It is possible, of course, that the pendrive is defective. After using 3 different programs it is logical to suspect the device itself. But it seems to be functioning well enough. No harm in trying another one, but I have strong doubts that the issue will be resolved that way. But what else could it be? The first program loaded onto it was done by a guy who works as a programmer and has used the same set-up many times himself. The other two I downloaded and installed to the letter. It isn't a computer issue, as I get the same error on either this old one or the new one I'm attempting to get started. But I just don't see how the flash drive would selectively read files like that


----------



## Katla (Dec 21, 2003)

Out of desperation I've reformatted the pendrive to NTFS. Unable to use the Linux Live installation with that, so am going back to UNetbootin to try it out. I honestly don't see how it'll help, but I've come across a few sources online where people with my problem got past it that way.


----------



## Katla (Dec 21, 2003)

Well, I am at a complete loss. I tried the NTFS format alone, and also tried it by changing the "iso" folder/files names to "sys". Same errors. Will get my hands on another pendrive, I suppose. It's the only thing left I can think of.


----------



## saikee (Jun 11, 2004)

If you intend to store a Linux on a pen drive it must have

either Fat16 or Fat32 filing system if the iso compresses the system files, like in Puppy or Slax. In operation the kernel will read the compressed source and expand them into the ram.

or Ext2/3/4 filing systems where the kernel can read every individual file it has to load.

Standard Pen drives are formatted to Fat16 if l< 2Gb and Fat32 if >2GB. Go with the flow and don't do things unexpected.


----------



## InterKnight (Oct 19, 2004)

Katla,

I am very sorry that you are having to go through so much trouble with this.

I have been reading various pages online, and it could be possible that the ISO image you downloaded may have somehow been corrupted. The three main components that could be the problem in this situation are:

(1) The computer
(2) The pen drive
(3) The Ubuntu ISO file

Sometimes files just do not download properly as they should, and pieces of the file could end up missing or being corrupted during the download.

You are actually able to test the integrity of your downloaded Ubuntu ISO using its md5sum. You can do this within Windows, and it is relatively easy. I know that it is added hassle to your situation, and I apologize for it, but it is always best to try all possible scenarios, just to make sure that all ground is covered.

There is a Ubuntu Documentation page called HowToMD5SUM which shows you how to check the integrity of your ISO download. If you are using Windows, you can find the walkthrough for doing this under the "MD5SUM on Windows" section further down the page.

Once again, I am sorry that this is giving you so much trouble. Further on, when you get Ubuntu installed, you will look back on all of this and laugh. It is a big learning experience. It was for me as well when I first started to try Linux back in 2005. As I look back and recall all the mistakes which I made, and all of the different problems that arose (most fo which were due to the fact that I had some faulty hardware  ), I can honestly say that it was all worth the while.

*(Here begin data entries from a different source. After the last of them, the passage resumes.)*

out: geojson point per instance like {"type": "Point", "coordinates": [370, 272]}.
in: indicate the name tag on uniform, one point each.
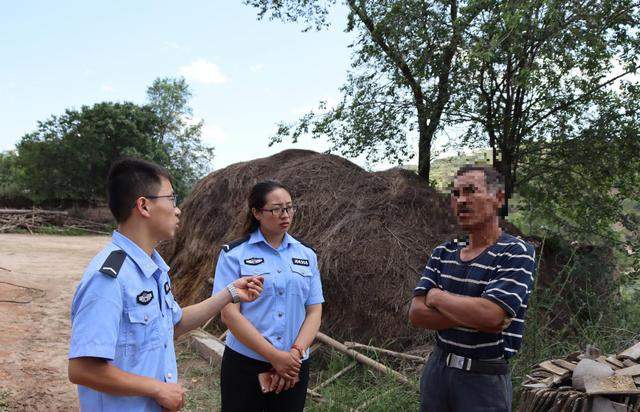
{"type": "Point", "coordinates": [301, 262]}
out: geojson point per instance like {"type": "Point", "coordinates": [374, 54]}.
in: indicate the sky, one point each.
{"type": "Point", "coordinates": [246, 75]}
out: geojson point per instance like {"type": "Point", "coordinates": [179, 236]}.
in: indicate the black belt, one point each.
{"type": "Point", "coordinates": [489, 367]}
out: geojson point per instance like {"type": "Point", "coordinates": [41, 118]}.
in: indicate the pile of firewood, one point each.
{"type": "Point", "coordinates": [12, 220]}
{"type": "Point", "coordinates": [572, 384]}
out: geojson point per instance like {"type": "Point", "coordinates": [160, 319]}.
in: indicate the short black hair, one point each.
{"type": "Point", "coordinates": [128, 179]}
{"type": "Point", "coordinates": [492, 177]}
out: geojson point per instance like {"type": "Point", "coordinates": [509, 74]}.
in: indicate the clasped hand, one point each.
{"type": "Point", "coordinates": [285, 373]}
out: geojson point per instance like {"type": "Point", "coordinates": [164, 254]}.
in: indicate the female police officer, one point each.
{"type": "Point", "coordinates": [274, 332]}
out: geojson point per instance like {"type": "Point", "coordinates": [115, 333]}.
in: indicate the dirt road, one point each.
{"type": "Point", "coordinates": [34, 337]}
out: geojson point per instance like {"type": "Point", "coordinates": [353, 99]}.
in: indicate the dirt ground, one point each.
{"type": "Point", "coordinates": [34, 337]}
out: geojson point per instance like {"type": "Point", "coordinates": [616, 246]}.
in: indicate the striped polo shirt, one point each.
{"type": "Point", "coordinates": [503, 273]}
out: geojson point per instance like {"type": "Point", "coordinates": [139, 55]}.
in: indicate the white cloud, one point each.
{"type": "Point", "coordinates": [213, 133]}
{"type": "Point", "coordinates": [203, 71]}
{"type": "Point", "coordinates": [257, 68]}
{"type": "Point", "coordinates": [171, 45]}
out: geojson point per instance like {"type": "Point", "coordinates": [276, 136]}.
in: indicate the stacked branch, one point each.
{"type": "Point", "coordinates": [551, 385]}
{"type": "Point", "coordinates": [12, 220]}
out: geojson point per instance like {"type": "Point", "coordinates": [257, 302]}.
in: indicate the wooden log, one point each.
{"type": "Point", "coordinates": [631, 353]}
{"type": "Point", "coordinates": [336, 376]}
{"type": "Point", "coordinates": [610, 385]}
{"type": "Point", "coordinates": [564, 364]}
{"type": "Point", "coordinates": [327, 340]}
{"type": "Point", "coordinates": [556, 370]}
{"type": "Point", "coordinates": [355, 345]}
{"type": "Point", "coordinates": [630, 371]}
{"type": "Point", "coordinates": [207, 345]}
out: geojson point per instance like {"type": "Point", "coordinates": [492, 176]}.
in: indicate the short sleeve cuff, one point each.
{"type": "Point", "coordinates": [422, 290]}
{"type": "Point", "coordinates": [92, 351]}
{"type": "Point", "coordinates": [314, 300]}
{"type": "Point", "coordinates": [510, 311]}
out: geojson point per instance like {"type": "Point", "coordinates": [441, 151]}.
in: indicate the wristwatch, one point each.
{"type": "Point", "coordinates": [235, 298]}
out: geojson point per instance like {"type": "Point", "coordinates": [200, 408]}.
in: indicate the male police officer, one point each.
{"type": "Point", "coordinates": [124, 316]}
{"type": "Point", "coordinates": [474, 295]}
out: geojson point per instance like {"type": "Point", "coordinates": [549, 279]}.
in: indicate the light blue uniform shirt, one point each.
{"type": "Point", "coordinates": [291, 283]}
{"type": "Point", "coordinates": [127, 320]}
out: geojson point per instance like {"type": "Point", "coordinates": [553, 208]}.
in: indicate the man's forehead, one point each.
{"type": "Point", "coordinates": [473, 177]}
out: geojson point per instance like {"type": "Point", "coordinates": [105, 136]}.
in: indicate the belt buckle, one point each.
{"type": "Point", "coordinates": [456, 361]}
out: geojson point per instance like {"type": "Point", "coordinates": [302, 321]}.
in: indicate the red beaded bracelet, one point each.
{"type": "Point", "coordinates": [299, 349]}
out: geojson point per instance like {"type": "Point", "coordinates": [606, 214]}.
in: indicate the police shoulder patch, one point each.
{"type": "Point", "coordinates": [301, 262]}
{"type": "Point", "coordinates": [145, 297]}
{"type": "Point", "coordinates": [112, 265]}
{"type": "Point", "coordinates": [227, 247]}
{"type": "Point", "coordinates": [253, 261]}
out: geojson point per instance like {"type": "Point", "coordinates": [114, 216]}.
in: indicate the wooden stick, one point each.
{"type": "Point", "coordinates": [336, 376]}
{"type": "Point", "coordinates": [363, 359]}
{"type": "Point", "coordinates": [355, 345]}
{"type": "Point", "coordinates": [368, 402]}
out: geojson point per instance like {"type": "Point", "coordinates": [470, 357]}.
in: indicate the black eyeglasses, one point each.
{"type": "Point", "coordinates": [173, 197]}
{"type": "Point", "coordinates": [279, 211]}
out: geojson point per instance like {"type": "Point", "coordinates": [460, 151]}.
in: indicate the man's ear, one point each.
{"type": "Point", "coordinates": [142, 206]}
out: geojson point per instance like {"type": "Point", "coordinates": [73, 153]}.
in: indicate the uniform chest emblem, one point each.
{"type": "Point", "coordinates": [145, 297]}
{"type": "Point", "coordinates": [301, 262]}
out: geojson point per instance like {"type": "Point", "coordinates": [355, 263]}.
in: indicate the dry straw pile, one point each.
{"type": "Point", "coordinates": [373, 233]}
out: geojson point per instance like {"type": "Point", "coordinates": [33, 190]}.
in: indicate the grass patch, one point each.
{"type": "Point", "coordinates": [199, 378]}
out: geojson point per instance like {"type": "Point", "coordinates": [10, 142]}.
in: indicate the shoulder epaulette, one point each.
{"type": "Point", "coordinates": [308, 245]}
{"type": "Point", "coordinates": [112, 265]}
{"type": "Point", "coordinates": [227, 247]}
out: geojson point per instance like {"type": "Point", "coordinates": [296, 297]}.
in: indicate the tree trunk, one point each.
{"type": "Point", "coordinates": [424, 145]}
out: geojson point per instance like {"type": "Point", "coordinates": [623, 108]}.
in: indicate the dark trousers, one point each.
{"type": "Point", "coordinates": [240, 389]}
{"type": "Point", "coordinates": [444, 389]}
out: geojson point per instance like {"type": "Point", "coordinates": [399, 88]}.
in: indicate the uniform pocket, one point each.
{"type": "Point", "coordinates": [143, 333]}
{"type": "Point", "coordinates": [300, 281]}
{"type": "Point", "coordinates": [267, 286]}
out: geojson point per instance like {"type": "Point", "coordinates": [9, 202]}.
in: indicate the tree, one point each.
{"type": "Point", "coordinates": [402, 77]}
{"type": "Point", "coordinates": [189, 158]}
{"type": "Point", "coordinates": [67, 158]}
{"type": "Point", "coordinates": [542, 75]}
{"type": "Point", "coordinates": [544, 83]}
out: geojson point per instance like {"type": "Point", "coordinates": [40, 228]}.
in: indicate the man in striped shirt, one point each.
{"type": "Point", "coordinates": [474, 294]}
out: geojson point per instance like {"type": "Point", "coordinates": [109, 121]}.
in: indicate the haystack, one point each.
{"type": "Point", "coordinates": [372, 231]}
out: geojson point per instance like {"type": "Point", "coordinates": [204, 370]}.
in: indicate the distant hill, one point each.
{"type": "Point", "coordinates": [442, 170]}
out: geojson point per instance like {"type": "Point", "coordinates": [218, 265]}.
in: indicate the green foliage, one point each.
{"type": "Point", "coordinates": [188, 158]}
{"type": "Point", "coordinates": [542, 83]}
{"type": "Point", "coordinates": [67, 158]}
{"type": "Point", "coordinates": [10, 173]}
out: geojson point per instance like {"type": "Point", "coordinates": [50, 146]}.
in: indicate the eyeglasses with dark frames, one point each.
{"type": "Point", "coordinates": [279, 211]}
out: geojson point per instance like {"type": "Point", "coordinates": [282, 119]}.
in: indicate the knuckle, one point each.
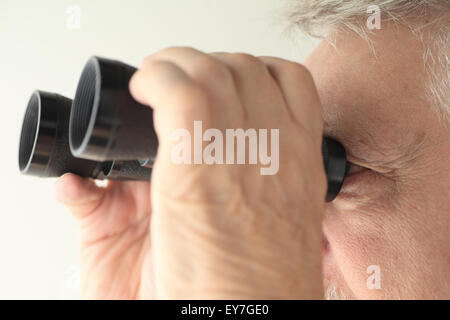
{"type": "Point", "coordinates": [206, 68]}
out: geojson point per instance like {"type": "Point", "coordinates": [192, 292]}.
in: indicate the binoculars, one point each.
{"type": "Point", "coordinates": [105, 134]}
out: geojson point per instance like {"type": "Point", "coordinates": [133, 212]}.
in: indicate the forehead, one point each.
{"type": "Point", "coordinates": [374, 93]}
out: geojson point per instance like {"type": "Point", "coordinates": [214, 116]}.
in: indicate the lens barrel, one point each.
{"type": "Point", "coordinates": [106, 123]}
{"type": "Point", "coordinates": [103, 131]}
{"type": "Point", "coordinates": [44, 149]}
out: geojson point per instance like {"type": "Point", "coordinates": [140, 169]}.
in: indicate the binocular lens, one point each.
{"type": "Point", "coordinates": [44, 145]}
{"type": "Point", "coordinates": [106, 122]}
{"type": "Point", "coordinates": [104, 131]}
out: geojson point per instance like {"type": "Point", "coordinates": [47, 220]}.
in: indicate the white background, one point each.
{"type": "Point", "coordinates": [38, 247]}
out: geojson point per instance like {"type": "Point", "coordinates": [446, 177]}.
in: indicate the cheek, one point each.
{"type": "Point", "coordinates": [364, 251]}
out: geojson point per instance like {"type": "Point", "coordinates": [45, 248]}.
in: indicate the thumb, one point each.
{"type": "Point", "coordinates": [81, 195]}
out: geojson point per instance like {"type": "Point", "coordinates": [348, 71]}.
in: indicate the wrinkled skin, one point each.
{"type": "Point", "coordinates": [394, 211]}
{"type": "Point", "coordinates": [251, 236]}
{"type": "Point", "coordinates": [214, 231]}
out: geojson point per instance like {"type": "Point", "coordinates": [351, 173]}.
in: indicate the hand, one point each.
{"type": "Point", "coordinates": [226, 231]}
{"type": "Point", "coordinates": [114, 225]}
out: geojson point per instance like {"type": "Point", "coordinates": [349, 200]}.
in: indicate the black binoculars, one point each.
{"type": "Point", "coordinates": [105, 134]}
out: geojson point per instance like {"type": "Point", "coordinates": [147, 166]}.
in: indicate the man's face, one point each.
{"type": "Point", "coordinates": [394, 209]}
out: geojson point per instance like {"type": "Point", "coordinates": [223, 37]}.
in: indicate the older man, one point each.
{"type": "Point", "coordinates": [225, 231]}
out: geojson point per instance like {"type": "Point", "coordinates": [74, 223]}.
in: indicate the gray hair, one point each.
{"type": "Point", "coordinates": [318, 17]}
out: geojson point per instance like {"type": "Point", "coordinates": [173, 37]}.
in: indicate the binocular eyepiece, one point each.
{"type": "Point", "coordinates": [105, 134]}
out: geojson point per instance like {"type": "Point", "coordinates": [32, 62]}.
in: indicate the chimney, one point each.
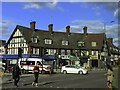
{"type": "Point", "coordinates": [50, 28]}
{"type": "Point", "coordinates": [85, 30]}
{"type": "Point", "coordinates": [110, 40]}
{"type": "Point", "coordinates": [68, 30]}
{"type": "Point", "coordinates": [32, 25]}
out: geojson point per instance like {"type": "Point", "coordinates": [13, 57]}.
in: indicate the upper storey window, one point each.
{"type": "Point", "coordinates": [93, 44]}
{"type": "Point", "coordinates": [48, 41]}
{"type": "Point", "coordinates": [81, 44]}
{"type": "Point", "coordinates": [64, 42]}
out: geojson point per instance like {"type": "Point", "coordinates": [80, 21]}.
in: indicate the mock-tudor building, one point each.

Take care, and I hope that this is of some help.


----------



## DVOM (Jun 21, 2002)

At the boot prompt type "live".


----------



## Katla (Dec 21, 2003)

It's certainly frustrating, but it is also a good learning experience. I might not take it in stride so much if I didn't have this old Windows machine to use in the meantime, but I figure sooner or later I'll get the new one working and it will feel like a real accomplishment. Which is probably a little sad, but so it goes.

DVOM, I'll try your suggestion tomorrow. It is getting late and I'm in no mood to switch out computers just now to test anything. It'd be funny if that works, though.

To everyone: thanks for your continuing help. We may not have made much progress, but it is nice to get some ideas back and know I'm not alone.


----------



## Hughv (Jul 22, 2006)

I've done this many times and never had a single problem, so I'd assume your Pen drive wasn't created properly.
Follow the instructions here and all should be well.
http://www.ubuntu.com/download/ubuntu/download


----------



## Katla (Dec 21, 2003)

Hughv said:


> I've done this many times and never had a single problem, so I'd assume your Pen drive wasn't created properly.
> Follow the instructions here and all should be well.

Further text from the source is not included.